Records managers working in organisations that use Office 365 to manage records should familiarize themselves with the way these new retention policies work.

Note: The details in this post are based on the Australian recordkeeping context, which may be different from your specific location.

SharePoint out of the box (OOTB) retention and disposal options

Until recently, the only available OOTB options to apply retention and disposal actions to SharePoint were to:

  • Apply an information management policy to an entire site via the Site Collection Settings. This option is suitable for short-lived sites such as project or closed, archived sites, but less suitable for long-lived team sites which might have a range of different content.
  • Create a retention policy using the information management policy settings in Content Types. This option applies the policy to individual records. Content Types also include the ability to ‘transfer’ (actually copy) records after a defined period to another location, such as a Records Center.
  • Use a folder-based information management policy. This option requires the default Content Type-based policy on a document library to be changed via Library Settings – Information Management Policy Settings, to Library and Folders.

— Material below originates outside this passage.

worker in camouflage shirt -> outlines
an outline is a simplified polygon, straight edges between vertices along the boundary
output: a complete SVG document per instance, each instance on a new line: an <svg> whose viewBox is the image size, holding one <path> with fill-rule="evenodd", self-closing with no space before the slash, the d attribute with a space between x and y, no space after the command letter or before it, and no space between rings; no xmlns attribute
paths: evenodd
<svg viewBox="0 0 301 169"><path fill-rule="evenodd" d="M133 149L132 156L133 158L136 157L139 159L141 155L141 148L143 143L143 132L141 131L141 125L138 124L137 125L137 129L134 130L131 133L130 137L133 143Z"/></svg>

Another option was to adopt a form of ‘retention in place’ and regard each library as a logical aggregation of records, the equivalent of a ‘file’, and manage retention and disposal manually or using PowerShell scripts to identify libraries for potential disposal based on the last modified date of the records. Some vendors have developed a similar model to manage retention policies on libraries using a central ‘console’.

Applying retention and disposal actions to individual records

Both the Content Type and folder-based options noted above apply the retention policy to individual records in the library, not the library (aggregation/container) as a whole.

That is, disposal was based on a time period after which each individual record was created, modified, or declared a record. The logic behind this model appears to be that a document library may store multiple record types each with different retention requirements. This may not be true for all document libraries, but it usually is for many.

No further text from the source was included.